The Problem With "It Just Works"

SignalR's marketing pitch is that it handles connection complexity for you. It negotiates transports, falls back from WebSockets to long-polling, and reconnects automatically.

What they don't emphasize: the automatic reconnection tries a few times and then gives up. Forever. If you're lucky, you get a disconnected event. If you're not, you get a supervisor staring at a frozen map wondering why Mike hasn't moved in an hour.

I needed something better: connections that would fight to stay alive, gracefully degrade when they couldn't, and always—always—show data, even if it was slightly stale.

Here's how I built it.

The Architecture

Before diving into code, here's what we're building:

┌─────────────────────────────────────────────────────────────┐
│  Blazor WASM Client                                          │
│  ┌─────────────────────────────────────────────────────────┐│
│  │  LocationHubService                                      ││
│  │  - SignalR connection with custom retry policy           ││
│  │  - Falls back to HTTP polling when SignalR dies          ││
│  │  - Keeps trying to reconnect even while polling          ││
│  └───────────────────────────┬─────────────────────────────┘│
└──────────────────────────────┼──────────────────────────────┘
                               │ WebSocket or HTTP
                               │
┌──────────────────────────────┼──────────────────────────────┐
│  ASP.NET Core API            │                               │
│  ┌───────────────────────────┴───────────────────────────┐  │
│  │  LocationHub                                           │  │
│  │  - Strongly-typed hub interface                        │  │
│  │  - JWT auth via query string (WebSocket quirk)         │  │
│  │  - Sends snapshot on connect, updates on change        │  │
│  └───────────────────────────────────────────────────────┘  │
└──────────────────────────────────────────────────────────────┘

Part 1: The Server Hub

Strongly-Typed Client Interface

This is one of those things that seems like extra work until it saves you from a 2 AM debugging session. Instead of calling methods by magic strings, we define an interface:

public interface ILocationHubClient
{
    Task CrewLocationUpdated(CrewLocationDto location);
    Task CrewLocationsSnapshot(List<CrewLocationDto> locations);
    Task CrewWentOffline(Guid crewMemberId);
}

Now the compiler catches typos. I can refactor method names. IntelliSense works. This is how civilized people do SignalR.

The Hub Itself

[Authorize(Policy = "SupervisorOrAbove")]
public class LocationHub : Hub<ILocationHubClient>
{
    private readonly ILocationService _locationService;
    private readonly ILogger<LocationHub> _logger;

    public const string LocationSubscribersGroup = "LocationSubscribers";

    public LocationHub(ILocationService locationService, ILogger<LocationHub> logger)
    {
        _locationService = locationService;
        _logger = logger;
    }

    public override async Task OnConnectedAsync()
    {
        var userId = Context.UserIdentifier ?? "unknown";
        _logger.LogInformation("Location hub: {ConnectionId} connected (User: {UserId})",
            Context.ConnectionId, userId);

        await Groups.AddToGroupAsync(Context.ConnectionId, LocationSubscribersGroup);

        // Send current state immediately—don't make them wait for the first update
        await SendSnapshotAsync();

        await base.OnConnectedAsync();
    }

    public async Task RequestSnapshot()
    {
        await SendSnapshotAsync();
    }

    private async Task SendSnapshotAsync()
    {
        try
        {
            var locations = await _locationService.GetAllCrewLocationsAsync();
            await Clients.Caller.CrewLocationsSnapshot(locations.ToList());
        }
        catch (Exception ex)
        {
            _logger.LogError(ex, "Failed to send snapshot to {ConnectionId}",
                Context.ConnectionId);
        }
    }
}

Key design decision: we send a full snapshot on connect. When someone reconnects after a dead zone, they get current state immediately. No waiting for the next location update. No stale data.

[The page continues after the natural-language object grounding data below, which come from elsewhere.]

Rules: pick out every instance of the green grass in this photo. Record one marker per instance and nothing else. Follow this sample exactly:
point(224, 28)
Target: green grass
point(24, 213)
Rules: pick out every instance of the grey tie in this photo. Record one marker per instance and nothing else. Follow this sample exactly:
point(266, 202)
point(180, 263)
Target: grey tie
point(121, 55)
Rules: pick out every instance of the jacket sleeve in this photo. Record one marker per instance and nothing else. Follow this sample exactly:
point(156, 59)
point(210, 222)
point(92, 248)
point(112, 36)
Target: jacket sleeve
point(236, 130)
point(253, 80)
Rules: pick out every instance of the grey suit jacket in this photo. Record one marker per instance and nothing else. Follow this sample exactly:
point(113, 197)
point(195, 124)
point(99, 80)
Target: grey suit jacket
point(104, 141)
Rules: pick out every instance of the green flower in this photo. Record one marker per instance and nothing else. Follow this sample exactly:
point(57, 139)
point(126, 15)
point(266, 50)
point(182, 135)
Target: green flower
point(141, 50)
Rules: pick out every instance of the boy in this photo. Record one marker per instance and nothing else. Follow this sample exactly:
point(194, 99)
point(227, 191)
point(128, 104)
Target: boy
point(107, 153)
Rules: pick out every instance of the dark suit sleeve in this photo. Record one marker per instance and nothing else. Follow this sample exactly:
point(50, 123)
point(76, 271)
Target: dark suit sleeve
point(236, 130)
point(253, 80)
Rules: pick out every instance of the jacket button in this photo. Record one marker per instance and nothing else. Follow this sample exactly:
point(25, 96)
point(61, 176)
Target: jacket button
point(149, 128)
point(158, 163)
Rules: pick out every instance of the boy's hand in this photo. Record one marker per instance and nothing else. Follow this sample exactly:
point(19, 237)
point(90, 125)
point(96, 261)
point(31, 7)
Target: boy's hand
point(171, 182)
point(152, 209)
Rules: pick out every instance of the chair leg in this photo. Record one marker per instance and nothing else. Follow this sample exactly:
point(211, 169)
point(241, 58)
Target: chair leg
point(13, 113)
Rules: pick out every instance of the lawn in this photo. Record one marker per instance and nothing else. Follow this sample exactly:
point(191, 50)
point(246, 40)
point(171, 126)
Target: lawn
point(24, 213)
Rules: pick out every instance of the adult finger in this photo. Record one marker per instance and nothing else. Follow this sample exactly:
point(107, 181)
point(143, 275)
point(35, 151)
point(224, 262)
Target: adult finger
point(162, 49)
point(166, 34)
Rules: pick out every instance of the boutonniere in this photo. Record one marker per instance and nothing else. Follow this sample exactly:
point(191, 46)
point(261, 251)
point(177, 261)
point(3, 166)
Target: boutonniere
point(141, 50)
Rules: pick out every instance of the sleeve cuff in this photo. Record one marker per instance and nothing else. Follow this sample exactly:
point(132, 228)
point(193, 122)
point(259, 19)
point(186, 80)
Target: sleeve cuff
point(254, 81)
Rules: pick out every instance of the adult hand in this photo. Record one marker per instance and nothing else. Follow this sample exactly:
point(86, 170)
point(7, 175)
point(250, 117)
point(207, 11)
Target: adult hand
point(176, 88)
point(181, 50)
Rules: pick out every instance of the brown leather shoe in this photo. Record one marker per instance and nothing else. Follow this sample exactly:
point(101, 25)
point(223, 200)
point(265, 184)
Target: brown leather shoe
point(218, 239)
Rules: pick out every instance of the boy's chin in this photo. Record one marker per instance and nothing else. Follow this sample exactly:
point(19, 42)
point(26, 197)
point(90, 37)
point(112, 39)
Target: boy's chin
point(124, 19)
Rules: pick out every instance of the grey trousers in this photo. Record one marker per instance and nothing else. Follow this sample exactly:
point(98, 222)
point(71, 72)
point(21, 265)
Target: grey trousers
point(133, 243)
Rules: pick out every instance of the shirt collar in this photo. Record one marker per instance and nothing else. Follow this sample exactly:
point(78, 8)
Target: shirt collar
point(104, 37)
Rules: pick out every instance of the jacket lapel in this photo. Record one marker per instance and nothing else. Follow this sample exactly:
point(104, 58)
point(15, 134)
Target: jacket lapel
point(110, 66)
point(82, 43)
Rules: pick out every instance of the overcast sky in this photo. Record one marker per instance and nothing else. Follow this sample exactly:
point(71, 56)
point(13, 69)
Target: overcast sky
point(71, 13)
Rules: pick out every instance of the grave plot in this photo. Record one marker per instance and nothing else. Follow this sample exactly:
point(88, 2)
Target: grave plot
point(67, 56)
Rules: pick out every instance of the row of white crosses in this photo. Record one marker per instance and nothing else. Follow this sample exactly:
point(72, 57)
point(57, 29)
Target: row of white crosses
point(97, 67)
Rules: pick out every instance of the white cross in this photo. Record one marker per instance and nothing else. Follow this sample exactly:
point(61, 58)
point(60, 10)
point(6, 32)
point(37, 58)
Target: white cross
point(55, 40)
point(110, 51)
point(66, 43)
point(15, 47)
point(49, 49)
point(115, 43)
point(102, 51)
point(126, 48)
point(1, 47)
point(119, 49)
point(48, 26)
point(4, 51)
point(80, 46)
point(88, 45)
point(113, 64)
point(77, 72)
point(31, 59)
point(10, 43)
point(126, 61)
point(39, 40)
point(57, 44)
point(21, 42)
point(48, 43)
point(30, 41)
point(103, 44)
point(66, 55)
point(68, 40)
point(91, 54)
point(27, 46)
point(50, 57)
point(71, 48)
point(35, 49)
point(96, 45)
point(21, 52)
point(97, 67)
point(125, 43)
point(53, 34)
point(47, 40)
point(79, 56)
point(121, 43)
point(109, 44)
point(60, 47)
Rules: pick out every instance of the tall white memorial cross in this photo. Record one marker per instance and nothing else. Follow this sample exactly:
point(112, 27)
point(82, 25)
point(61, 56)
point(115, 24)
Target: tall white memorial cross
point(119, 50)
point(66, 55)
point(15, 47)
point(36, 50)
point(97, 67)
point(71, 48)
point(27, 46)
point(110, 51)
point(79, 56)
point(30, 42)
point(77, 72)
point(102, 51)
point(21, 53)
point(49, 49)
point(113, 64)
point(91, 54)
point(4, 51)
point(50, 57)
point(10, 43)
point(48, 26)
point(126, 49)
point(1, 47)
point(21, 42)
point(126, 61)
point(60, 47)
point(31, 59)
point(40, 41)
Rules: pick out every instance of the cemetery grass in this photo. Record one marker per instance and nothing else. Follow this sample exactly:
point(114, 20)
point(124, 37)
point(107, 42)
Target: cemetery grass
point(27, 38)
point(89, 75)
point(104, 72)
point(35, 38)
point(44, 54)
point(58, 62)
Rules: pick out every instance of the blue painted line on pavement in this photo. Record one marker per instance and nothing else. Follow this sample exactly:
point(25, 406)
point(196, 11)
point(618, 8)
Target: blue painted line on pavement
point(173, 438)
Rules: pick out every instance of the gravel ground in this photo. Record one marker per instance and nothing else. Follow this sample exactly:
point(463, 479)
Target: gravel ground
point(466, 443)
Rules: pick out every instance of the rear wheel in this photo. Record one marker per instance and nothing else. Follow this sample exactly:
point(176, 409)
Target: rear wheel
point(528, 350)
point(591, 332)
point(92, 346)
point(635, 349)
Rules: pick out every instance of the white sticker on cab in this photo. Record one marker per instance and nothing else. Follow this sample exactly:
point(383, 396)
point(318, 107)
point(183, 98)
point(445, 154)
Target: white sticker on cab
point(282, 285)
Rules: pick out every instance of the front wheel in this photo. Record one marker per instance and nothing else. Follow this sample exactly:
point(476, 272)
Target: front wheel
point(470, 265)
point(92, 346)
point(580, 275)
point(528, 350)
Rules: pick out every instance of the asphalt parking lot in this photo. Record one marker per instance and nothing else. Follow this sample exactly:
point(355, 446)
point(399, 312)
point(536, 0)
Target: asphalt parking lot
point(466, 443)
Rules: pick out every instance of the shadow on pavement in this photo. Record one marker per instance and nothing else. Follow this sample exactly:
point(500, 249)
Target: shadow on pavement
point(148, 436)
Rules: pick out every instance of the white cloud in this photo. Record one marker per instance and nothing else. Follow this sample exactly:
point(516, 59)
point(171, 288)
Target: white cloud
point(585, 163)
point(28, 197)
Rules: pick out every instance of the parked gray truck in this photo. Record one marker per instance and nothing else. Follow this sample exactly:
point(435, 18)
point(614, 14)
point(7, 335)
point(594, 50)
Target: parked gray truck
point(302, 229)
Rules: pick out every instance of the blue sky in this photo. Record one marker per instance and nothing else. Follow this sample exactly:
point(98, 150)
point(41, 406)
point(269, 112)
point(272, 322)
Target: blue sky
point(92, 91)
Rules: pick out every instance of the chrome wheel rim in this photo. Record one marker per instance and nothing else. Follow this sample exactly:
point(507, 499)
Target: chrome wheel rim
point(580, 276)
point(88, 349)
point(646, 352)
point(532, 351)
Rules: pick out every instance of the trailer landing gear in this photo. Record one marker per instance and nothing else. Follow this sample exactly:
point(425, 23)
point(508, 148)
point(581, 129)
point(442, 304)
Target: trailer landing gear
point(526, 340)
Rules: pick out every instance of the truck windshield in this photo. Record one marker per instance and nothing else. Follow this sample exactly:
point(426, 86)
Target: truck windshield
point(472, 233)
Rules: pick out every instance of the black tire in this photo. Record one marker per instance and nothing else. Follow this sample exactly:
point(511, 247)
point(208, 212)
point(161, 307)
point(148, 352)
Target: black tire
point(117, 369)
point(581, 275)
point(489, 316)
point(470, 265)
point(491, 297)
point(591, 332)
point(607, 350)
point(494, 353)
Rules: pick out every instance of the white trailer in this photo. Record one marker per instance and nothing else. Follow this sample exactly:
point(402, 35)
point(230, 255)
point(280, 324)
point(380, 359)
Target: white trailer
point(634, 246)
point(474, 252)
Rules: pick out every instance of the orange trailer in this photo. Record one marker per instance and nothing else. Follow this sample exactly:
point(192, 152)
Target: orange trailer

The JWT Query String Gotcha

WebSockets can't use HTTP headers the way normal requests do. The token has to come in the query string. This requires special handling in your auth configuration:

builder.Services.AddAuthentication(JwtBearerDefaults.AuthenticationScheme)
    .AddJwtBearer(options =>
    {
        options.TokenValidationParameters = new TokenValidationParameters
        {
            // Your normal JWT settings...
        };

        // THIS IS THE PART EVERYONE FORGETS
        options.Events = new JwtBearerEvents
        {
            OnMessageReceived = context =>
            {
                var accessToken = context.Request.Query["access_token"];
                var path = context.HttpContext.Request.Path;

                if (!string.IsNullOrEmpty(accessToken) &&
                    path.StartsWithSegments("/hubs"))
                {
                    context.Token = accessToken;
                }
                return Task.CompletedTask;
            }
        };
    });

Without this, you get mysterious 401 errors on WebSocket connections while your normal API works fine. Ask me how I know.

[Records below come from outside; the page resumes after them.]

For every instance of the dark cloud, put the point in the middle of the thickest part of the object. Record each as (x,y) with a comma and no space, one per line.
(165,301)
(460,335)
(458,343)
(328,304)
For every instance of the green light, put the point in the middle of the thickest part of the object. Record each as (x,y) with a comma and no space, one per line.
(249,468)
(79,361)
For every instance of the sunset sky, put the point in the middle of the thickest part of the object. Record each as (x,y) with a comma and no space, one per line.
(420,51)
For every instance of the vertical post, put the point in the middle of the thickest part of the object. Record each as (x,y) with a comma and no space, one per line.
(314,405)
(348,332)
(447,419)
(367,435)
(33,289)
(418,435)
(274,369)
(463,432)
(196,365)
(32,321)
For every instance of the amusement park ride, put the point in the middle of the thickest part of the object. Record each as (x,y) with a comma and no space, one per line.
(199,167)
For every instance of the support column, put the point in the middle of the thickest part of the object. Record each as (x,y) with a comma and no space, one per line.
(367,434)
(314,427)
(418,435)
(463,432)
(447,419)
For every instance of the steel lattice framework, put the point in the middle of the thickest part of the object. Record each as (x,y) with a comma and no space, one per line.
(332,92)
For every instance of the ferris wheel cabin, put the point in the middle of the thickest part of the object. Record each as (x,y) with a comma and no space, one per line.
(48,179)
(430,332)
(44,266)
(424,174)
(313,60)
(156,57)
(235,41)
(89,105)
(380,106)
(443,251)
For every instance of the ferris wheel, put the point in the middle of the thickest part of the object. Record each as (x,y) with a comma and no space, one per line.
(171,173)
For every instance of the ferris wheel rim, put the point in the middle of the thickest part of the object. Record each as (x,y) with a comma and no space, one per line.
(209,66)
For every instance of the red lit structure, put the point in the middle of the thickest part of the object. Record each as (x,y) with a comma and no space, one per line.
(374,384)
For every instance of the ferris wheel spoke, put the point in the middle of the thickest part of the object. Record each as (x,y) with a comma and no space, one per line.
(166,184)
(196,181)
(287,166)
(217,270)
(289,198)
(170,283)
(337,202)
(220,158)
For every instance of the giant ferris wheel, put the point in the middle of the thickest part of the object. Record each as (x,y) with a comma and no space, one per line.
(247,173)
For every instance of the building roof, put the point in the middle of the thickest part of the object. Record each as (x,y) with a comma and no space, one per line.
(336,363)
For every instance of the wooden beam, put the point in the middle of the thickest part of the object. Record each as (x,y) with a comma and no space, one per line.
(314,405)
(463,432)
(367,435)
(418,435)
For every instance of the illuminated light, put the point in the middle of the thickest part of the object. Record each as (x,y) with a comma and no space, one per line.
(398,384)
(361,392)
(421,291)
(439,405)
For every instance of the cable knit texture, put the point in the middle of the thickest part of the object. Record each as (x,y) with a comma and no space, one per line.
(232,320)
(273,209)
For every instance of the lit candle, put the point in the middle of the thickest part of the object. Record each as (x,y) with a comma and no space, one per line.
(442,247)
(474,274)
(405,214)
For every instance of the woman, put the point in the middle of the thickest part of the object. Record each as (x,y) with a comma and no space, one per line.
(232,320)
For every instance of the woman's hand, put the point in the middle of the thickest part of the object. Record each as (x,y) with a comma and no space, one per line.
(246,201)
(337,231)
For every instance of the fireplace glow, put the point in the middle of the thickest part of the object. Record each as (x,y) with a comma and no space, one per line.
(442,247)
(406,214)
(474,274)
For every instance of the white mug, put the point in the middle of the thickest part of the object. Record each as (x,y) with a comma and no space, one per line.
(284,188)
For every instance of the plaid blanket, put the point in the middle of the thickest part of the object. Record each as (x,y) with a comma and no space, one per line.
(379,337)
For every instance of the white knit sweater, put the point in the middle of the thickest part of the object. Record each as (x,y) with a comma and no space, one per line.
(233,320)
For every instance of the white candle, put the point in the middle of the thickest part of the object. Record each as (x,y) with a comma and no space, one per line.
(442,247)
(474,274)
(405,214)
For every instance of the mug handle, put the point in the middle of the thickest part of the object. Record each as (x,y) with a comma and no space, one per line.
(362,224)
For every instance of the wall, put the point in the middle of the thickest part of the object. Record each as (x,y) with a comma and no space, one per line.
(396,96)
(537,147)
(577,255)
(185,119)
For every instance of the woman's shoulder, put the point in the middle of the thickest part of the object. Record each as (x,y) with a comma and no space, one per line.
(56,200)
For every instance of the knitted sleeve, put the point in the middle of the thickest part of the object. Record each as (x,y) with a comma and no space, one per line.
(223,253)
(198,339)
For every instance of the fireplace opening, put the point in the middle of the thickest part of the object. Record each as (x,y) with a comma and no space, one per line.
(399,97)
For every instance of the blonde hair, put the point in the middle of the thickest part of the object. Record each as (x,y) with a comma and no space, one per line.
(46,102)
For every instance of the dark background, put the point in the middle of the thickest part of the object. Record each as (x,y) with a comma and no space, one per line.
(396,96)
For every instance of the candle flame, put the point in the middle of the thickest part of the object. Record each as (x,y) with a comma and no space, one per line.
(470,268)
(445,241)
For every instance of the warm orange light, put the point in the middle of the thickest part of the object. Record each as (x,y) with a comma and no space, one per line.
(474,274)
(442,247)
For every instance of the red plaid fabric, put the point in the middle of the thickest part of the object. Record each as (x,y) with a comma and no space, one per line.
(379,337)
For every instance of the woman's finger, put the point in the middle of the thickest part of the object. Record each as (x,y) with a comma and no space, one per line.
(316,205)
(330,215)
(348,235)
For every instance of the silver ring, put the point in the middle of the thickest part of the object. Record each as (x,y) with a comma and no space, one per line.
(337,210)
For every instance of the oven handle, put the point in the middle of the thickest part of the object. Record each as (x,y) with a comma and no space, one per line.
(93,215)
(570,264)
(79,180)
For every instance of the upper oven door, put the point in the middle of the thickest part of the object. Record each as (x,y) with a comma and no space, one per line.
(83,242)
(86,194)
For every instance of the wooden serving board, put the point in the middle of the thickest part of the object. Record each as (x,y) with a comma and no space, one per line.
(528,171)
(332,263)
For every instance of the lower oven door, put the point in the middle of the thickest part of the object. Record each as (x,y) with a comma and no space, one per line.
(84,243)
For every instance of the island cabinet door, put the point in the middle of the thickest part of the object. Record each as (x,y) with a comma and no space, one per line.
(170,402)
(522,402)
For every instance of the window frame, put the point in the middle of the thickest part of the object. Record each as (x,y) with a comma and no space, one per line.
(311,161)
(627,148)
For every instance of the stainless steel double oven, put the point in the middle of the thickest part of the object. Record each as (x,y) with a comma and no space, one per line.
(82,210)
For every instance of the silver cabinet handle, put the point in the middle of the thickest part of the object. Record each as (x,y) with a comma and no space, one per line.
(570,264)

Broadcasting Location Updates

When a location comes in from a mobile device, we save it and broadcast:

public async Task RecordLocationAsync(Guid crewMemberId, LocationUpdateDto location)
{
    // ... save to database ...

    var dto = new CrewLocationDto
    {
        CrewMemberId = crewMember.Id,
        Name = crewMember.Name,
        Latitude = location.Latitude,
        Longitude = location.Longitude,
        LastUpdated = location.CapturedAt,
        IsClockedIn = crewMember.CurrentWorkOrderId.HasValue
    };

    // Send to everyone watching
    await _hubContext.Clients
        .Group(LocationHub.LocationSubscribersGroup)
        .CrewLocationUpdated(dto);
}

Notice we don't throw if the broadcast fails. Location recording is critical; broadcasting is nice-to-have. Worst case, the next poll will catch them up.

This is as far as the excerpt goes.